Paper in Frontiers in Psychology

Authors: Joyse Medeiros and Jon Andoni Duñabeitia.

Title: Not Everybody Sees the Ness in the Darkness: Individual Differences in Masked Suffix Priming

Highlights: We explored the role of individual differences in polymorphemic word recognition. The data from a large-scale masked suffix priming experiment were analyzed taking into consideration participants’ reading speed as a proxy for their greater reliance on orthography or on semantics. Only slow participants showed significant priming effects, whereas faster participants showed negligible masked suffix priming effects. These results demonstrate that different reading profiles modulate the access to morphological information in a qualitatively different manner.

Paper in Journal of Neurolinguistics

Authors: Sara Ramos, Yuriem Fernández García, Eneko Antón, Aina Casaponsa and Jon Andoni Duñabeitia.

Title: Does learning a language in the elderly enhance switching ability?
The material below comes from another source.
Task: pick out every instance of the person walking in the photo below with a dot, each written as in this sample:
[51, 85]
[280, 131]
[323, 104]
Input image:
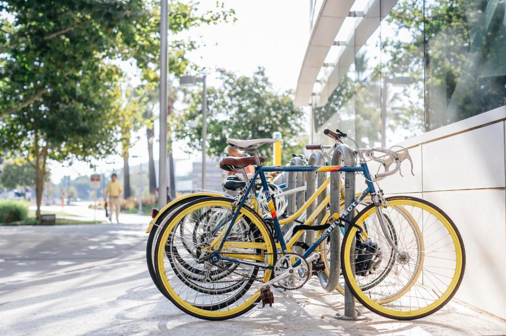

Highlights: In the current study we aimed at exploring the relationship between language learning and switching ability in elderly monolingual participants who learned a second language during a whole academic year. A colour-shape switching task was used as a measure of switching ability in a pre-test/post-test design. Results showed that switching costs in the post-test were not significantly different from those in the pre-test in either the experimental or the control groups, demonstrating that the acquisition of a second language in the elderly does not necessarily lead to an enhancement of switching ability as measured by switching costs.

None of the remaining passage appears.